Oswald Schmiedeberg studied medicine in Dorpat, Estonia, and in 1872 was appointed professor at a newly established institute of pharmacology in Strasbourg. There he researched the most important drugs and poisons of the era, one of which was digitalis. In 1875, the “father of modern pharmacology,” isolated the glycoside (sugar-containing compound) digitoxin from digitalis leaves. Over the years, other glycosides were isolated from digitalis, most notably digoxin (Lanoxin) in 1930. These glycosides were formerly widely used to treat congestive heart failure and abnormal heart rhythms.

Digitalis has no monopoly on heart glycosides. Ouabain (G-strophantin), a digoxin-like glycoside, is obtained from the seeds and bark of the Strophanthus and Acokanthera plants of tropical Africa. Tribesmen of eastern Africa have used ouabain-containing extracts to prepare arrow poisons that can kill a hippopotamus. Ouabain was formerly used to treat heart disorders but is now a research tool used to study the movement of ions across cell membranes.

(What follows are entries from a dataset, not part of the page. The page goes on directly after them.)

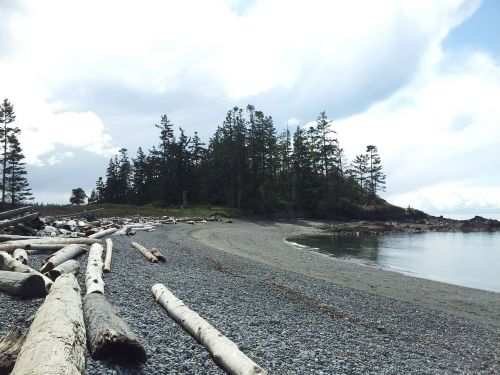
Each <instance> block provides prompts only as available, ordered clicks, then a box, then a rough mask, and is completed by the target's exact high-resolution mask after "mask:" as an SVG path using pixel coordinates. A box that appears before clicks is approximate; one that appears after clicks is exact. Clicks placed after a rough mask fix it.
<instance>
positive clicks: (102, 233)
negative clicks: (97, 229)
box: [89, 228, 118, 238]
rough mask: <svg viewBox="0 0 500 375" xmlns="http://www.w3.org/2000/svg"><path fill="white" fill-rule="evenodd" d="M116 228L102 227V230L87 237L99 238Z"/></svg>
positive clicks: (113, 229)
mask: <svg viewBox="0 0 500 375" xmlns="http://www.w3.org/2000/svg"><path fill="white" fill-rule="evenodd" d="M117 230H118V228H109V229H104V230H101V231H99V232H97V233H94V234H91V235H90V236H89V238H101V237H104V236H107V235H108V234H112V233H115V232H116V231H117Z"/></svg>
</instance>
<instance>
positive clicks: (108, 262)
mask: <svg viewBox="0 0 500 375" xmlns="http://www.w3.org/2000/svg"><path fill="white" fill-rule="evenodd" d="M112 253H113V241H112V240H111V238H106V257H105V258H104V267H103V269H102V270H103V271H104V272H111V256H112Z"/></svg>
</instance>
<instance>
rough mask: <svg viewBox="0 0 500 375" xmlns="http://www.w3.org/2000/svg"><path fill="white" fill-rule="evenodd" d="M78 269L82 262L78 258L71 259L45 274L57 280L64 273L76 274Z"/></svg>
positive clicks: (58, 265) (79, 266) (54, 279)
mask: <svg viewBox="0 0 500 375" xmlns="http://www.w3.org/2000/svg"><path fill="white" fill-rule="evenodd" d="M78 271H80V263H79V262H78V261H77V260H74V259H70V260H67V261H66V262H64V263H61V264H60V265H58V266H57V267H55V268H53V269H51V270H50V271H48V272H46V273H45V276H47V277H48V278H49V279H51V280H52V281H55V280H56V279H57V278H58V277H59V276H61V275H64V274H66V273H72V274H73V275H76V274H77V273H78Z"/></svg>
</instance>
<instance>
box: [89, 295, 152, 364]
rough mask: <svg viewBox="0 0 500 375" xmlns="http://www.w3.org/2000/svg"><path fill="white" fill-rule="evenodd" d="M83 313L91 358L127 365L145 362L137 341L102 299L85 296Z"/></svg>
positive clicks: (131, 330)
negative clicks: (86, 332) (123, 362)
mask: <svg viewBox="0 0 500 375" xmlns="http://www.w3.org/2000/svg"><path fill="white" fill-rule="evenodd" d="M83 311H84V317H85V326H86V328H87V340H88V344H89V351H90V354H91V355H92V358H94V359H100V358H110V357H111V358H115V359H122V360H127V361H131V362H144V361H145V360H146V351H145V349H144V347H143V346H142V344H141V342H140V341H139V339H138V338H137V336H136V335H135V334H134V332H133V331H132V329H131V328H130V327H129V325H128V324H127V323H126V322H125V321H124V320H123V319H122V318H120V317H119V316H118V315H117V313H116V311H115V309H114V308H113V306H112V305H111V304H110V303H109V302H108V301H107V299H106V297H105V296H103V295H102V294H100V293H90V294H87V295H86V296H85V297H84V299H83Z"/></svg>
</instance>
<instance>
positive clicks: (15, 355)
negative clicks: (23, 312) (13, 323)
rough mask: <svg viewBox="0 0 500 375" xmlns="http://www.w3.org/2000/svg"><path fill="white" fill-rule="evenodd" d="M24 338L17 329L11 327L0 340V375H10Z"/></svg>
mask: <svg viewBox="0 0 500 375" xmlns="http://www.w3.org/2000/svg"><path fill="white" fill-rule="evenodd" d="M25 338H26V336H25V334H24V333H22V332H21V331H20V330H19V328H17V327H15V326H12V327H11V328H10V329H9V330H8V331H7V333H6V334H5V335H4V336H3V337H2V338H1V339H0V375H8V374H10V372H11V371H12V368H13V367H14V364H15V363H16V359H17V354H18V353H19V351H20V350H21V346H22V345H23V343H24V340H25Z"/></svg>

In addition, the bufotoxins are a group of digitoxin-like compounds found in toad skin and have been applied to dart tips used in blowpipes for hunting by the Choco Indians of Panama and Colombia. Toad poisoning has been reported in humans and animals, with symptoms resembling digitalis-induced ventricular fibrillation. Since the early 1990s, several deaths in New York have been associated with ingestion of an illegal nonprescription aphrodisiac made from toad venom.

SEE ALSO Herbs (c. 10,000 BCE), Digitalis (1775), Propranolol (1964).

During his forty-six years as professor at the University of Strasbourg in France, Oswald Schmiedeberg, who had discovered digitoxin, trained more than 150 pharmacologists. At the time of his death, more than forty academic chairs were held by his students.